The next thrilling episode of "KDE version in Lenny: KDE 3.5.9 vs KDE 4.1"
Matthew Rosewarne
mrosewarne at inoutbox.com
Mon Jun 9 23:06:38 UTC 2008
{Backstory: I've been away from every sort of hacking for a few months now,
but very soon will be able to devote some real time again. Meanwhile, I've
tried (not always successfully) to keep quiet about concerns I wasn't
actually helping to solve.}
While there are valid concerns with matters of missing features or
obsolescence, I see the two greatest issues in this decision being
maintainability and (wo)manpower. While there are certainly other reasons to
release with 4.1, those are the two issues I see as being critical, since
they ultimately decide the viability of having KDE in Debian.
By maintainability, I'm primarily referring to the lack of upstream
maintenance of the KDE 3 branch.
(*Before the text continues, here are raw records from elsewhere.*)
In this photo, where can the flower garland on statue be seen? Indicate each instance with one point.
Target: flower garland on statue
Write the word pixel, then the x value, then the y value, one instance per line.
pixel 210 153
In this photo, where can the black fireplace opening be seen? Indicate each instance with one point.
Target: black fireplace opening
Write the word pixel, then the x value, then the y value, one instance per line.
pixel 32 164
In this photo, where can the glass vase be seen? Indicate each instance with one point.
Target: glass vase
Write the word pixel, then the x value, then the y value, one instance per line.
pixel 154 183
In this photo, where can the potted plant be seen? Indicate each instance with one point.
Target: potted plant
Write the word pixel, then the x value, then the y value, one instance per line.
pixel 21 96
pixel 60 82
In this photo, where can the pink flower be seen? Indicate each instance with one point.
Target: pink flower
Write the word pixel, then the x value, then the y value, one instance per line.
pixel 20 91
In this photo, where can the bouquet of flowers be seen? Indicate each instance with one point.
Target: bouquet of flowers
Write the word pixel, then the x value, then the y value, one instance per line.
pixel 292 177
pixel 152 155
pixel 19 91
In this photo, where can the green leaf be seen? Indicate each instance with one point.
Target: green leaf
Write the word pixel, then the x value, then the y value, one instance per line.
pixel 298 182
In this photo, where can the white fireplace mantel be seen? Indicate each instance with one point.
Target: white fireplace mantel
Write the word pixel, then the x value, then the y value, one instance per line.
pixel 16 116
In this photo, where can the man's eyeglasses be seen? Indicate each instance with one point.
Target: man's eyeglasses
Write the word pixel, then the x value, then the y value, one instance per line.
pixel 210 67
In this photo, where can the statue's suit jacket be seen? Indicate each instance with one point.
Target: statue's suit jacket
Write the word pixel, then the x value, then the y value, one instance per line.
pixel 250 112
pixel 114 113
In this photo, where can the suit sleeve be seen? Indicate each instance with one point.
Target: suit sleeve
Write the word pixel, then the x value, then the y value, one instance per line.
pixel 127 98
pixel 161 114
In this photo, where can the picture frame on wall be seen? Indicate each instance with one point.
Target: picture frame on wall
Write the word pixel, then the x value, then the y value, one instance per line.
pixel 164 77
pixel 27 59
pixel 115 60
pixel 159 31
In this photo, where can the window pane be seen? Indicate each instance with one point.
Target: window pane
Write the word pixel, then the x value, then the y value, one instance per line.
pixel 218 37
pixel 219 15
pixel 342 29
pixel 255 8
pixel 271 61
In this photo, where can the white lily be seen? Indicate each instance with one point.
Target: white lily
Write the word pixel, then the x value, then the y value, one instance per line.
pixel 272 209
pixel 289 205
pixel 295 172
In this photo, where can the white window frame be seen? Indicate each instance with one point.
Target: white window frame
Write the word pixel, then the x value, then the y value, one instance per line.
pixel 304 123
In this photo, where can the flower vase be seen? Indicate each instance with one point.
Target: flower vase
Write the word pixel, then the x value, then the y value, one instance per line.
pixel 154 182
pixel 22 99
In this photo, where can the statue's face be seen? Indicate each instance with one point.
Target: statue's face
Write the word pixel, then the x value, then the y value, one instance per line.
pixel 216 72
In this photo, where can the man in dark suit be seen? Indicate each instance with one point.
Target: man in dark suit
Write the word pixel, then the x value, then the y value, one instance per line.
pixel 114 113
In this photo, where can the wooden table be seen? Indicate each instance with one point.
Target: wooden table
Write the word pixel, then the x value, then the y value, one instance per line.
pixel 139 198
For example, there are libraries used by
KDE 3 that have changed API, but the KDE 3 code has not been updated to build
with the newer version. Should there be another unexpected breakage, such as
the one caused by Flash Player, upstream will be entirely uninterested in
resolving it. Any bugs in KDE 3 not related to packaging will be largely
unfixable.
The deeper issue, though, is one of developer time and effort. By choosing to
include KDE3 as the primary desktop in Debian, the Debian maintainers are
effectively the new upstream. Considering the existing scarcity of developer
time, in addition to post-release work on KDE 4, there is simply not enough
time for the Debian KDE team to provide the quality of maintenance that
people expect from a Debian release. On a related note, since there is no
doubt whatsoever that lenny+1 will use some form of KDE 4, that work will
have to be done regardless of what is released with lenny. The amount of
additional work needed to also revive KDE 3 serves as an unnecessary burden
on an already busy team.
The packaging of KDE 4.1 is already mostly complete and has received about as
much testing as anything in experimental is going to get. Other
distributions, such as Fedora, OpenSuse, and Ubuntu, have all accomplished to
release with a KDE 4 desktop while still providing the KDE 3 applications
that do not yet have a KDE 4 equivalent. Considering how for we have already
come, I see little reason why that would not be possible for Debian.